50 South Main Street, Suite 1200
Akron, Ohio 44308

330.208.1000 | vorys.com

Founded 1909

October 24, 2024

Board of Directors

STRATTEC SECURITY CORPORATION

3333 West Good Hope Road

Milwaukee, WI 53209

Re:

Registration Statement on Form S-8

Ladies and Gentlemen:

We have acted as counsel to STRATTEC SECURITY CORPORATION, a Wisconsin corporation (the “Corporation”), in connection with the Registration Statement on Form S-8 filed by the Corporation under the Securities Act of 1933, as amended (the “Act”), with the Securities and Exchange Commission (the “Commission”) on the date hereof (the “Registration Statement”), to register under the Act 550,000 shares of common stock, $0.01 par value per share of the Corporation (the “Shares”), to be issued and delivered pursuant to the STRATTEC SECURITY CORPORATION 2024 Equity Incentive Plan (the “Plan”).

In connection with rendering this opinion, we have examined, to the extent deemed necessary, originals or copies, the authenticity of which has been established to our satisfaction, of: (i) the Registration Statement; (ii) the Plan; (iii) the articles of incorporation of the Corporation, as currently in effect; (iv) the by-laws of the Corporation, as currently in effect; and (v) the resolutions adopted by the Board of Directors of the Corporation (the “Board”) and the Compensation Committee of the Board and the proposal approved by the shareholders of the Corporation, in each case relati ng to the approval and adoption of the Plan and the reservation and issuance of the Shares as contemplated thereunder. In addition, we have examined such authorities of law and other documents and matters as we have deemed necessary or appropriate for purposes of this opinion. We have also relied upon such oral or written statements and representations of officers and other representatives of the Corporation and examined such certificates of public officials and authorities of law as we have deemed relevant as a basis for this opinion.

In our examinations of the aforesaid documents and in rendering the opinion set forth below, we have assumed, without independent investigation or examination: (i) the genuineness of all signatures; (ii) the legal capacity of all individuals who have executed and delivered any of the aforesaid documents; (iii) the authority of all individuals entering and maintaining records; (iv) the authenticity and completeness of all documents submitted to us as originals; (v) the conformity to original documents of all documents submitted to us as copies; and (vi) the authenticity of the originals of such latter documents. In addition, we have assumed that the agreements that accompany each award under the Plan will be consistent with the terms of the Plan and will not expand, modify or otherwise affect the terms of the Plan or the respective rights or obligations of the participants


thereunder. Further, we have assumed the accuracy of all information provided to us by the Corporation, orally or in writing, during the course of our investigations and all statements in certificates of public officials.
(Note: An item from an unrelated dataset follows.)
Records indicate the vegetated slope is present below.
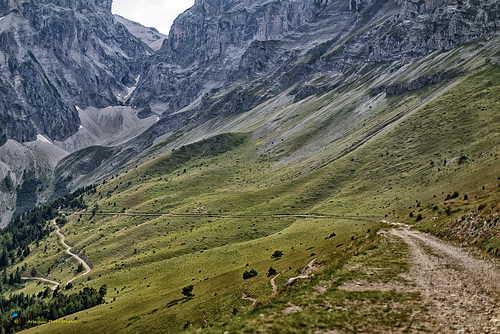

We have relied solely upon the examinations and inquiries recited herein, and, except for the examinations and inquiries recited herein, we have not undertaken any independent investigation to determine the existence or absence of any facts, and no inference as to our knowledge concerning such facts should be drawn.

Based upon and subject to the foregoing and the further qualifications and limitations set forth below, as of the date hereof, we are of the opinion that the Shares have been duly authorized by all necessary corporate action of the Corporation and that, when the Registration Statement has become effective under the Act and the Shares have been issued, delivered and paid for, as appropriate, in the manner provided for and for the consideration prescribed under the terms of the Plan and in any award agreements entered into between the Corporation and participants in the Plan as contemplated by the Plan, the Shares will be validly issued, fully paid and non-assessable.

This opinion is limited to the substantive laws and legal interpretations under the Wisconsin Business Corporation Law in effect, and the facts and circumstances existing, on the date hereof, and we express no opinion as to the laws of any other jurisdiction and we assume no obligation to revise or supplement this opinion should any such law or legal interpretation be changed by legislative action, judicial interpretation or otherwise or should there be any change in such facts or circumstances.

This opinion is furnished by us solely for the benefit of the Corporation in connection with the Registration Statement and may not be relied upon or used by any other person or for any other purpose. Notwithstanding the foregoing, we consent to the filing of this opinion as an exhibit to the Registration Statement. By giving such consent, we do not thereby admit that we come within the category of persons whose consent is required under Section 7 of the Act or the rules and regulations of the Commission promulgated thereunder.

Except in connection with the Registration Statement as aforesaid, no portion of this opinion may be quoted or otherwise used by any person without our prior written consent.